Guidance
This guideline covers keeping adults in care homes safe from abuse and neglect. It includes potential indicators of abuse and neglect by individuals or organisations, and covers the safeguarding process from when a concern is first identified through to section 42 safeguarding enquiries. There are recommendations on policy, training, and care home culture, to improve care home staff awareness of safeguarding and ensure people can report concerns when needed.
Recommendations
The guideline includes recommendations on:
- induction and training
- care home culture and management
- indicators of individual abuse and neglect
- immediate actions to take if you consider or suspect abuse or neglect
- how care home safeguarding leads and local authorities should respond to reports of abuse or neglect
- indicators of organisational abuse and neglect
See visual summaries on the recommendations for indicators of individual abuse and neglect and organisational abuse and neglect.
Who is it for?
- Care home providers, managers, staff and volunteers
- Other health and social care practitioners working with adults in care homes
- Health and social care commissioners of residential care for adults
- Local authorities and Safeguarding Adults Boards
- Adults living in care homes, their families, friends, carers and advocates, and the public
Guideline development process
How we develop NICE guidelines
Your responsibility
The recommendations in this guideline represent the view of NICE, arrived at after careful consideration of the evidence available. When exercising their judgement, professionals and practitioners are expected to take this guideline fully into account, alongside the individual needs, preferences and values of their patients or the people using their service. It is not mandatory to apply the recommendations, and the guideline does not override the responsibility to make decisions appropriate to the circumstances of the individual, in consultation with them and their families and carers or guardian.
All problems (adverse events) related to a medicine or medical device used for treatment or in a procedure should be reported to the Medicines and Healthcare products Regulatory Agency using the Yellow Card Scheme.

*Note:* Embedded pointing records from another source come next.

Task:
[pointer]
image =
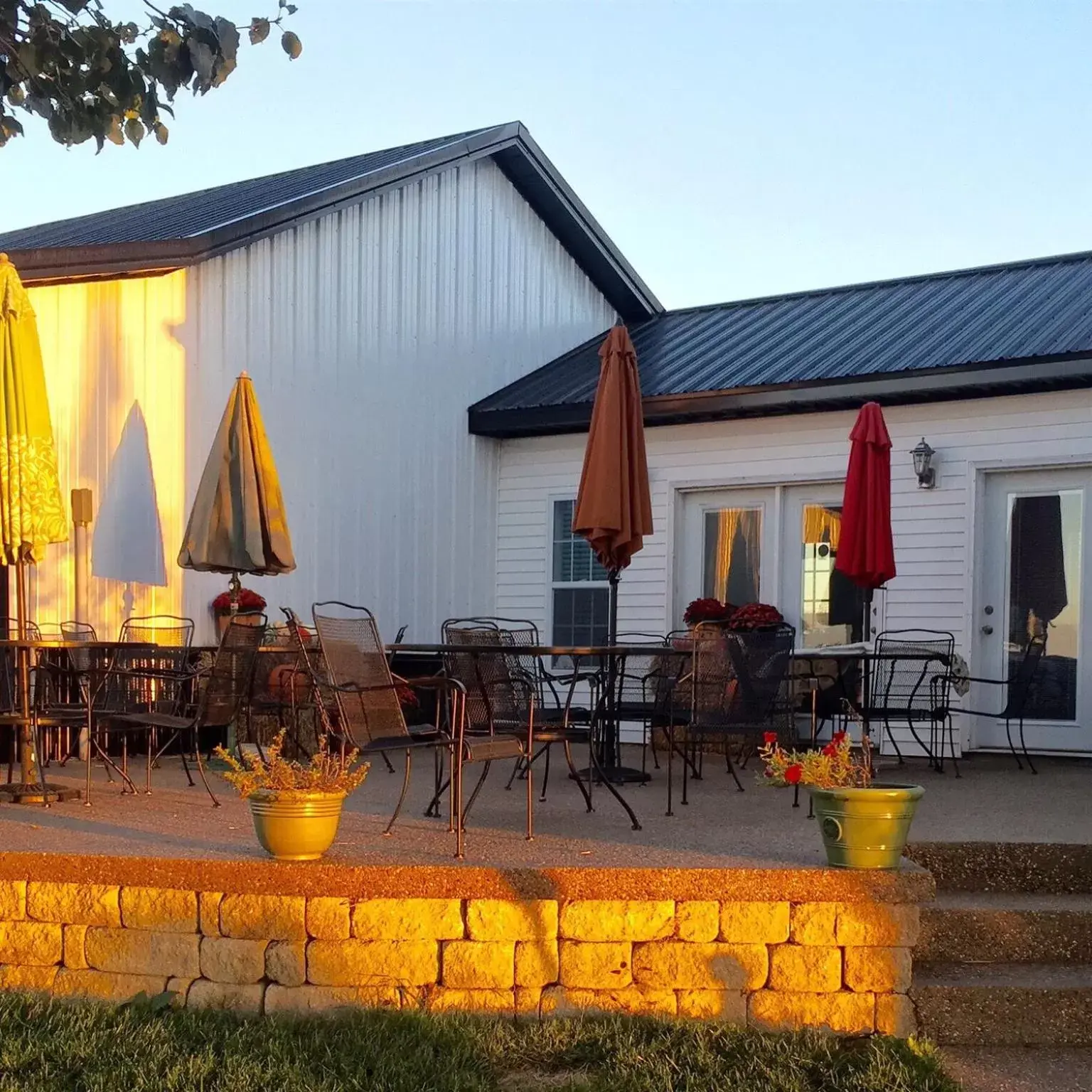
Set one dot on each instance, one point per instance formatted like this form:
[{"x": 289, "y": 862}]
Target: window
[{"x": 581, "y": 593}]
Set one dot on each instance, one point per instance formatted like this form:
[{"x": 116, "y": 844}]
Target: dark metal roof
[
  {"x": 908, "y": 338},
  {"x": 157, "y": 236}
]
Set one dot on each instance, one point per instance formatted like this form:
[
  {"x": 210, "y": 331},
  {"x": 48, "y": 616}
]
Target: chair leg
[{"x": 402, "y": 795}]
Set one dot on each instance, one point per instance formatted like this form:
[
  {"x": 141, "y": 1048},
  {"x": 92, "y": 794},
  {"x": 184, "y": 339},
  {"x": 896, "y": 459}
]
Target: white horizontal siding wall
[
  {"x": 933, "y": 529},
  {"x": 368, "y": 332}
]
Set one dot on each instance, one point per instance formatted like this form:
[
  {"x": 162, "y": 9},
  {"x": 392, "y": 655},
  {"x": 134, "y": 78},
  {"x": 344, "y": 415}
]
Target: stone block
[
  {"x": 373, "y": 962},
  {"x": 73, "y": 904},
  {"x": 105, "y": 986},
  {"x": 28, "y": 979},
  {"x": 877, "y": 925},
  {"x": 232, "y": 962},
  {"x": 327, "y": 920},
  {"x": 605, "y": 920},
  {"x": 813, "y": 923},
  {"x": 36, "y": 943},
  {"x": 75, "y": 956},
  {"x": 222, "y": 995},
  {"x": 805, "y": 969},
  {"x": 299, "y": 1000},
  {"x": 494, "y": 1002},
  {"x": 480, "y": 965},
  {"x": 136, "y": 951},
  {"x": 894, "y": 1016},
  {"x": 697, "y": 922},
  {"x": 499, "y": 920},
  {"x": 673, "y": 965},
  {"x": 263, "y": 916},
  {"x": 536, "y": 963},
  {"x": 878, "y": 970},
  {"x": 161, "y": 909},
  {"x": 843, "y": 1014},
  {"x": 755, "y": 923},
  {"x": 287, "y": 962},
  {"x": 587, "y": 965},
  {"x": 209, "y": 912},
  {"x": 12, "y": 900},
  {"x": 727, "y": 1006},
  {"x": 409, "y": 920}
]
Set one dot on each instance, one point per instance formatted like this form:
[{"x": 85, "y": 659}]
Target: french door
[{"x": 1035, "y": 567}]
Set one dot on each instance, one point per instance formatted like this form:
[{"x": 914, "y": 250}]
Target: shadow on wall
[{"x": 128, "y": 540}]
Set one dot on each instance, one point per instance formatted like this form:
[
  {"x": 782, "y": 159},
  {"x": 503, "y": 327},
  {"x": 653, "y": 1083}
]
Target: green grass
[{"x": 57, "y": 1046}]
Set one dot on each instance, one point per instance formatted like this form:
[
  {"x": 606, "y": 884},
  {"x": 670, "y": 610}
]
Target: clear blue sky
[{"x": 731, "y": 149}]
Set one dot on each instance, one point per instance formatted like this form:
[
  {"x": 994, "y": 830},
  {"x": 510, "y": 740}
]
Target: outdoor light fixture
[{"x": 926, "y": 475}]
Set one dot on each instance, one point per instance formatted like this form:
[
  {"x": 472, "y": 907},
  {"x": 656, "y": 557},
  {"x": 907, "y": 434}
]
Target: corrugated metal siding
[
  {"x": 933, "y": 529},
  {"x": 1010, "y": 313},
  {"x": 367, "y": 333}
]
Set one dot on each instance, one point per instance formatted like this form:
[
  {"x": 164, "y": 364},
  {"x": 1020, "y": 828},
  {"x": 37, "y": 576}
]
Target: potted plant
[
  {"x": 252, "y": 605},
  {"x": 296, "y": 808},
  {"x": 863, "y": 825}
]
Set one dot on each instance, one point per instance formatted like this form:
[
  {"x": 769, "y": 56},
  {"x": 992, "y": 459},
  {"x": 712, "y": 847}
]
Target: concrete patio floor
[{"x": 721, "y": 828}]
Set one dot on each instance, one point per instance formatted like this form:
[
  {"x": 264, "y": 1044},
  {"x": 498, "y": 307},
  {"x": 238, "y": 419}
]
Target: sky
[{"x": 729, "y": 149}]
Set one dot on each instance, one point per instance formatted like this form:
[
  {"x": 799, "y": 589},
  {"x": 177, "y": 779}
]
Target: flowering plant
[
  {"x": 709, "y": 609},
  {"x": 274, "y": 778},
  {"x": 831, "y": 767},
  {"x": 248, "y": 601}
]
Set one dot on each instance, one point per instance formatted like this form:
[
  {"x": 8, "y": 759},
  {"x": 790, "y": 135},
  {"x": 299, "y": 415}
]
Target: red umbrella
[{"x": 866, "y": 550}]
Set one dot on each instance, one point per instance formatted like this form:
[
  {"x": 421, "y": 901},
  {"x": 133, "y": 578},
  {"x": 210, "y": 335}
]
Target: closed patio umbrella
[
  {"x": 238, "y": 523},
  {"x": 32, "y": 513}
]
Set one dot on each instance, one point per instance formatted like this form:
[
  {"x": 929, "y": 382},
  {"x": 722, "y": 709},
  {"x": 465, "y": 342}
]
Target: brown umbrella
[
  {"x": 238, "y": 523},
  {"x": 614, "y": 505}
]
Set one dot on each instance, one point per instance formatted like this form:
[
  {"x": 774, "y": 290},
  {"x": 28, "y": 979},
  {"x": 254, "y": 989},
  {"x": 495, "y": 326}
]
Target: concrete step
[
  {"x": 1004, "y": 1004},
  {"x": 996, "y": 927},
  {"x": 1035, "y": 868}
]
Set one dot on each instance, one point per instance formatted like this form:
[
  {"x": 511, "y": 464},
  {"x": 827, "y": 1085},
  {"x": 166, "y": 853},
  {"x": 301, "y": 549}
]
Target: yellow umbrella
[
  {"x": 32, "y": 513},
  {"x": 238, "y": 523}
]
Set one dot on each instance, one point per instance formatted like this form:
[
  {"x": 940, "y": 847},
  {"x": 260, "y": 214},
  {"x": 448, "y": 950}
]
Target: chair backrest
[
  {"x": 911, "y": 672},
  {"x": 353, "y": 655},
  {"x": 230, "y": 682},
  {"x": 169, "y": 631}
]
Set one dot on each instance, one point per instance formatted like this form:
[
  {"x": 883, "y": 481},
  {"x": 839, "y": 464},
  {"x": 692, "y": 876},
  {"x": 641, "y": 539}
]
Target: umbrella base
[{"x": 22, "y": 793}]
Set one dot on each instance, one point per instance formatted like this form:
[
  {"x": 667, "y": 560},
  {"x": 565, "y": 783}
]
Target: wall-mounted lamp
[{"x": 926, "y": 474}]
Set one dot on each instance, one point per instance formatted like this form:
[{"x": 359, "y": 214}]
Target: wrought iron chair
[
  {"x": 168, "y": 631},
  {"x": 1020, "y": 688},
  {"x": 737, "y": 686},
  {"x": 146, "y": 692},
  {"x": 911, "y": 682}
]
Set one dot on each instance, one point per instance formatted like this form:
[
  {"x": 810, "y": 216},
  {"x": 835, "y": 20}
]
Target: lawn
[{"x": 56, "y": 1046}]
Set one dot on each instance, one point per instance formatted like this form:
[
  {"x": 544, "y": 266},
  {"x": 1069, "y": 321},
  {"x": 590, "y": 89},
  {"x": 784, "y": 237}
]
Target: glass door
[{"x": 1035, "y": 562}]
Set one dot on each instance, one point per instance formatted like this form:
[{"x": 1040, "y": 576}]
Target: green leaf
[{"x": 291, "y": 45}]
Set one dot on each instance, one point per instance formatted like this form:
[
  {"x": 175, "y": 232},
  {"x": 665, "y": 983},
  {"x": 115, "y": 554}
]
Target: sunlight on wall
[{"x": 106, "y": 346}]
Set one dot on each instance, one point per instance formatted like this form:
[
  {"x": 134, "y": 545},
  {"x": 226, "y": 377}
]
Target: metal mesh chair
[
  {"x": 146, "y": 692},
  {"x": 910, "y": 682},
  {"x": 168, "y": 631},
  {"x": 737, "y": 686}
]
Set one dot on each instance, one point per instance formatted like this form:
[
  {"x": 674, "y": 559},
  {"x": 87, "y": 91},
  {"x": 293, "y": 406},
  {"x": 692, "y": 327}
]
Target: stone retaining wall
[{"x": 774, "y": 962}]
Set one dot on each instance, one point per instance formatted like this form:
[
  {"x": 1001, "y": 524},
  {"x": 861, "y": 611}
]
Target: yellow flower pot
[{"x": 301, "y": 827}]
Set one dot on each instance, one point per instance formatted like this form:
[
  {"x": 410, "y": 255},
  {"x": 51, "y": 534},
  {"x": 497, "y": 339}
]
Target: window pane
[
  {"x": 581, "y": 616},
  {"x": 831, "y": 605},
  {"x": 733, "y": 555},
  {"x": 1045, "y": 596},
  {"x": 572, "y": 557}
]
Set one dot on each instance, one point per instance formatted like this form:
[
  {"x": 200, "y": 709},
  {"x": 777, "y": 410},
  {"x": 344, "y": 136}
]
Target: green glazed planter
[
  {"x": 297, "y": 829},
  {"x": 865, "y": 828}
]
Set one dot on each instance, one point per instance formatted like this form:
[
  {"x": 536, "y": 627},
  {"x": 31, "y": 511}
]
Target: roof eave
[{"x": 973, "y": 381}]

Local commissioners and providers of healthcare have a responsibility to enable the guideline to be applied when individual professionals and people using services wish to use it. They should do so in the context of local and national priorities for funding and developing services, and in light of their duties to have due regard to the need to eliminate unlawful discrimination, to advance equality of opportunity and to reduce health inequalities. Nothing in this guideline should be interpreted in a way that would be inconsistent with complying with those duties.
Commissioners and providers have a responsibility to promote an environmentally sustainable health and care system and should assess and reduce the environmental impact of implementing NICE recommendations wherever possible.